To overcome this limitation, we developed two strategies to increase the susceptibility of non-halotolerant hosts to osmolysis using Cupriavidus necator, a strain often used in electromicrobial production, as a prototypical strain. In one strategy, C. necator was evolved to increase its halotolerance from 1.5% to 3.25% (w/v) NaCl through adaptive laboratory evolution, and genes potentially responsible for this phenotypic change were identified by whole genome sequencing. The evolved halotolerant strain experienced an osmolytic efficiency of 47% in distilled water following growth in 3% (w/v) NaCl. In a second strategy, the cells were made susceptible to osmolysis by knocking out the large-conductance mechanosensitive channel (mscL) gene in C. necator. When these strategies were combined by knocking out the mscL gene from the evolved halotolerant strain, greater than 90% osmolytic efficiency was observed upon osmotic downshock. A modified version of this strategy was applied to E. coli BL21 by deleting the mscL and mscS (small-conductance mechanosensitive channel) genes.
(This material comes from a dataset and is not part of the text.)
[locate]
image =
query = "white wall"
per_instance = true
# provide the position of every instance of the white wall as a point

When grown in medium with 4% NaCl and subsequently resuspended in distilled water, this engineered strain experienced 75% cell lysis, although decreases in cell growth rate due to higher salt concentrations were observed.
Our strategy is shown to be a simple and effective way to lyse cells for the purification of intracellular biomacromolecules and may be applicable in many bacteria used for bioproduction.
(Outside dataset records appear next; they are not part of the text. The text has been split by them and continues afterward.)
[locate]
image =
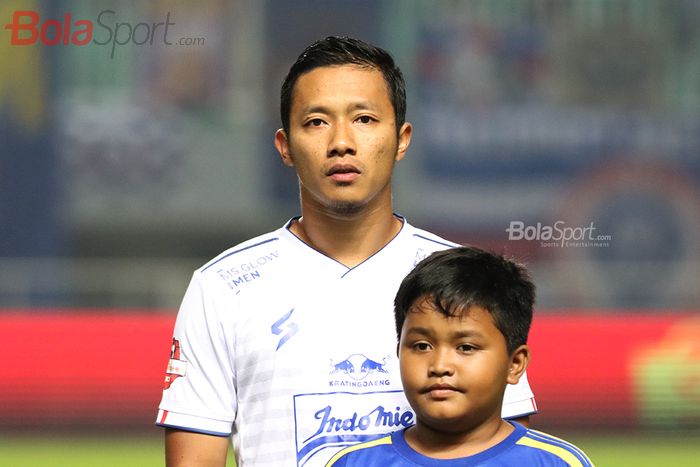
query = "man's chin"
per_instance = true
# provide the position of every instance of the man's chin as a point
(345, 208)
细胞内生物大分子,如工业酶和生物聚合物,是从细菌宿主中获得的一类重要的生物衍生产品。这些生物分子下游分离的一个共同关键步骤是裂解细菌细胞壁,以释放细胞质内容物。细胞裂解通常通过机械破坏或基于试剂的方法来实现,这会带来能量需求、材料需求、高成本和规模化问题。渗透压休克法是一种通过将细胞重新悬浮在蒸馏水中来实现的细胞裂解方法,已应用于从极端嗜盐菌和哺乳动物细胞中分离细胞内产物。然而,大多数工业细菌菌株不耐盐,对低渗细胞裂解相对具有抗性。
为了克服这一限制,我们使用 Cupriavidus necator 开发了两种策略来增加非耐盐宿主对渗透压休克的敏感性,Cupriavidus necator 是一种常用于电微生物生产的菌株,用作典型菌株。在一种策略中,通过适应性实验室进化将 C. necator 的耐盐性从 1.5%(w/v)NaCl 提高到 3.25%(w/v)NaCl,通过全基因组测序鉴定了可能导致这种表型变化的基因。在 3%(w/v)NaCl 中生长后,进化后的耐盐菌株在蒸馏水中的渗透压休克效率为 47%。在第二种策略中,通过敲除 C. necator 中的大电导机械敏感通道(mscL)基因使细胞对渗透压休克敏感。当将这两种策略结合起来,从进化后的耐盐菌株中敲除 mscL 基因时,渗透压休克后观察到超过 90%的渗透压休克效率。通过敲除 mscL 和 mscS(小电导机械敏感通道)基因对 E. coli BL21 应用了这种策略的修改版本。当在含有 4%NaCl 的培养基中生长并随后重新悬浮在蒸馏水中时,该工程菌株经历了 75%的细胞裂解,尽管由于盐浓度较高而观察到细胞生长速率下降。
我们的策略被证明是一种简单有效的裂解细胞的方法,用于纯化细胞内生物大分子,并且可能适用于许多用于生物生产的细菌。